Beyond the types of personalized documents that we choose to work with in our business (government form number XXX, complaint forms, service termination forms, correspondence, etc.), or the everyday types which we frequently use, across all industries (invoices, purchase orders), there are some general types of documents which are important to keep in mind when it comes to digital document data extraction projects. Let’s not forget that data extraction is used to automatically fill in metadata or as a way of accessing other business software (such as ERP or accounting software) and that it’s a job for document capture software.
1. Structured documents
These are the types of documents in which we know what information we’re going to find, and the position that that information takes within the physical dimensions of the documents (coordinates). Some examples of these documents would include general forms, government forms, passports, and identity cards (national cards, citizenship cards and any other form of identification.) As an example, Spanish identity cards contain all the same information and the information is always located in the same place. With this type of document, it’s easier to find and extract data because we know where to look for it. In this video about our capture product, we can see how, with this type of document, the same users can define templates for data extraction, intuitively showing Athento’s OCR which data to extract and the coordinates where they can be found.

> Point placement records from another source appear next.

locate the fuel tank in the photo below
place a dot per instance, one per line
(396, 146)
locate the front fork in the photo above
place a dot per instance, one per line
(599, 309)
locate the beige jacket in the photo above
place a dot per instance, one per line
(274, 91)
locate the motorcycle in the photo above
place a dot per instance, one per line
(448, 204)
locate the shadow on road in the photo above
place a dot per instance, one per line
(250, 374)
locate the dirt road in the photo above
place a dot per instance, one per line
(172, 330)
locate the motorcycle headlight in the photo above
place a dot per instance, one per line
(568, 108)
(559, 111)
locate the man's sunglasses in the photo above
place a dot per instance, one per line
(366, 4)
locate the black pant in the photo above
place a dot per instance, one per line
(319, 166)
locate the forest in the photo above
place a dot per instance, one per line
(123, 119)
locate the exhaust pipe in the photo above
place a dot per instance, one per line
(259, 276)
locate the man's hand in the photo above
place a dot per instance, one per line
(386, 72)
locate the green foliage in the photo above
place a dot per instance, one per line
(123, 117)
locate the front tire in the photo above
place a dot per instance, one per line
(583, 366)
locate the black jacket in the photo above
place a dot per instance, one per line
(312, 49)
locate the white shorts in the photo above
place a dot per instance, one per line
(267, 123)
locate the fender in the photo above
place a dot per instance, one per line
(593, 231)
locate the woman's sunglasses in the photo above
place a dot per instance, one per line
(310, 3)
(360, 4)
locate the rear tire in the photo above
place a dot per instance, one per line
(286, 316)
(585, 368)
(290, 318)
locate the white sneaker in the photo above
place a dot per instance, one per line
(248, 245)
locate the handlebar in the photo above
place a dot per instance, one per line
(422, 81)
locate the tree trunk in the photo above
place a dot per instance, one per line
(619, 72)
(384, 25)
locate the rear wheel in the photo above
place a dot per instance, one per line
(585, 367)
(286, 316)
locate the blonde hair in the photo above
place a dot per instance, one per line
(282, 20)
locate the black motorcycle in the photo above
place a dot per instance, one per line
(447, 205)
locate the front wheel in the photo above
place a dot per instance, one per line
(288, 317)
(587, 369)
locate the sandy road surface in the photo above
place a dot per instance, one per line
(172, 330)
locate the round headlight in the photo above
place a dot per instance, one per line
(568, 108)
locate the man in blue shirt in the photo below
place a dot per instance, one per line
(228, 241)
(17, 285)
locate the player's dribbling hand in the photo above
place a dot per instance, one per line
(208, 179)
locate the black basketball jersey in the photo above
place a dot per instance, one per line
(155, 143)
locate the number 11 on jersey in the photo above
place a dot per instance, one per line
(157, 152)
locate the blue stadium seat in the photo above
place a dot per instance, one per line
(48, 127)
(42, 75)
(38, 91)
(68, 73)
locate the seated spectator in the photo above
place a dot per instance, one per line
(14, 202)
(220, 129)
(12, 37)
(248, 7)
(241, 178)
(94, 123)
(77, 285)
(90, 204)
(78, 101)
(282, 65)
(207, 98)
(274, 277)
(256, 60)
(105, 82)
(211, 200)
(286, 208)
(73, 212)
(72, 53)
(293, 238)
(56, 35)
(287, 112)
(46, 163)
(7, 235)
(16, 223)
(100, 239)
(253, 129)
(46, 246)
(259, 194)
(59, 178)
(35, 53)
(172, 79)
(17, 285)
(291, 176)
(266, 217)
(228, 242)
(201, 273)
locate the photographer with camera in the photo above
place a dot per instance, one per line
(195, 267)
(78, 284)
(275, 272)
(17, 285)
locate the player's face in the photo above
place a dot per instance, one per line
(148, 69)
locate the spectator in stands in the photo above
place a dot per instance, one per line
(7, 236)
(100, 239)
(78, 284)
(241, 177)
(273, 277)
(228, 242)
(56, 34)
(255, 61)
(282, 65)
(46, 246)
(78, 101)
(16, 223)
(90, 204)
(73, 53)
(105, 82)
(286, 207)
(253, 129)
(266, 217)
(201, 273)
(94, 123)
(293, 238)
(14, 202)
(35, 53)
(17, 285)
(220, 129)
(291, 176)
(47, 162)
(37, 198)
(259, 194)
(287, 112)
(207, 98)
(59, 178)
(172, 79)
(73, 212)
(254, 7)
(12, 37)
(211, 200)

2. Semi-Structured Documents
The difficulty in managing things starts to increase as the information becomes less structures. Semi-structured documents are those in which we know what information we’re going to find; we just don’t know where, exactly, we’re going to find it. One classic example of this type of document is invoices. An invoice has to include a tax registration number, an amount for sales tax, a total amount and client data, among other things. Regardless of who (or what company) it comes from, we know that an invoice is going to include this information, but nobody can guarantee that that information is going to be put in the same location by all of our suppliers. The supplier’s tax registration number could be at the right; but it could also be on the left-hand side of the document. When this happens, we know what we’re looking for; we just don’t know where to find it.

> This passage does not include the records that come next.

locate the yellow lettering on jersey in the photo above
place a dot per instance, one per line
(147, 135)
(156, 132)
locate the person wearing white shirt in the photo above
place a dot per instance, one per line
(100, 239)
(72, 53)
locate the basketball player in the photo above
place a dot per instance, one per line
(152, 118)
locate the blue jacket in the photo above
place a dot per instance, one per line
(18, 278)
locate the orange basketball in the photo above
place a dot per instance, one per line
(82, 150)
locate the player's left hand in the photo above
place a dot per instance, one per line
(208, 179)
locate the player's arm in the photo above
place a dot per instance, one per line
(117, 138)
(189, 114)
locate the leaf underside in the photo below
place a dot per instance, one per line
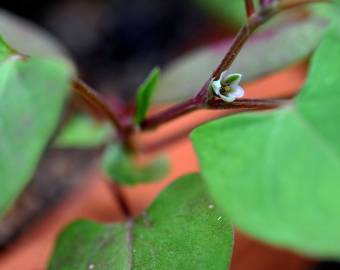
(32, 94)
(277, 174)
(179, 231)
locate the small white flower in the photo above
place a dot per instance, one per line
(227, 87)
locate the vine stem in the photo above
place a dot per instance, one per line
(267, 11)
(97, 101)
(118, 195)
(203, 98)
(250, 9)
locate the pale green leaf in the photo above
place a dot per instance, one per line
(28, 38)
(229, 11)
(32, 94)
(277, 174)
(121, 168)
(5, 50)
(181, 230)
(84, 132)
(266, 52)
(144, 95)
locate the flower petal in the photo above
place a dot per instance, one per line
(237, 92)
(216, 86)
(228, 98)
(232, 79)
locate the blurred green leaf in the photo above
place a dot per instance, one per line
(28, 38)
(144, 95)
(181, 230)
(121, 168)
(5, 50)
(229, 11)
(265, 53)
(84, 132)
(32, 94)
(277, 174)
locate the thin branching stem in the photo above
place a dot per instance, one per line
(250, 8)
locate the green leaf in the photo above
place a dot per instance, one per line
(84, 132)
(277, 173)
(32, 94)
(229, 11)
(265, 53)
(121, 168)
(181, 230)
(144, 95)
(28, 38)
(5, 50)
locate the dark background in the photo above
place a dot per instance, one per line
(116, 43)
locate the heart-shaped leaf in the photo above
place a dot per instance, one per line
(182, 229)
(278, 173)
(121, 168)
(266, 52)
(32, 94)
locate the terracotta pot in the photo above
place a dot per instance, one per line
(95, 201)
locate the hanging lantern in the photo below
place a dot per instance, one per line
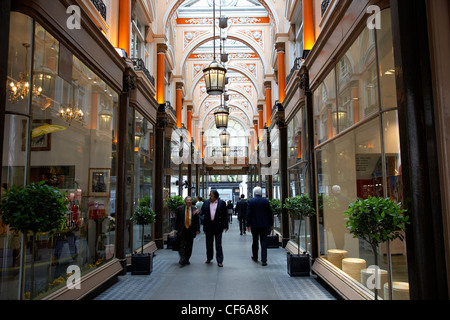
(221, 117)
(226, 151)
(215, 78)
(214, 72)
(224, 137)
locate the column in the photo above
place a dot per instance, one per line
(189, 122)
(122, 141)
(279, 46)
(308, 113)
(201, 144)
(269, 185)
(308, 25)
(268, 87)
(5, 12)
(179, 106)
(161, 122)
(125, 25)
(256, 137)
(283, 172)
(161, 53)
(420, 168)
(260, 121)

The way in which we extract data from semi-structured documents can’t work in the same way as the previous example; here, we have to show the software what the information we’re looking for looks like. For example, the words “Value Added Tax” or “Sales Tax” are going to appear before the actual quantity of the tax itself. More advanced applications dedicated to data extraction and capture, such as Athento Capture, don’t just look for regular expressions within texts: they also try to contextualize the information being searched for, and indicate the relationship(s) with the smallest structures within a document, such as tables, images, paragraphs, etc.
3. Unstructured Documents
With this type of document, we don’t know what we’re looking for, much less where to find it. This is the most difficult type of document for extracting data. Included in this group are reports, letters, etc. I should clarify by saying that, according to some writers, the second group (semi-structured) doesn’t seem to exist, and documents like invoices should be included in this group.
Specifically, according to AIIM, an unstructured document meets three requirements:
- The structure of the document hasn’t been designed by the business which now wants to manage it (i.e. it’s an external document);
- The structure of these documents can vary, depending on who’s sending it (e.g. every company that sends an invoice has its own format);
- They can’t be processed by adhering to one particular template.
As you’ll have noticed, these points are more suited to the description of semi-structured documents which I’ve given you. Nonetheless, one has to consider the existence of other documents which have totally unclear structures, but which are still important for a business, such as letters of complaint, general correspondence, reports, etc. These days, extracting data from these types of documents is an arduous process which, in most cases, requires development and studying the documentation try to identify some kind of structure, or understanding, of the data which you want to extract. It also requires greater training of the system and 100% consistent application to understand? the greatest number of regular expressions. Maybe that’s the reason why, and why documents of this type aren’t frequently used within data extraction projects: unstructured documents are usually ignored.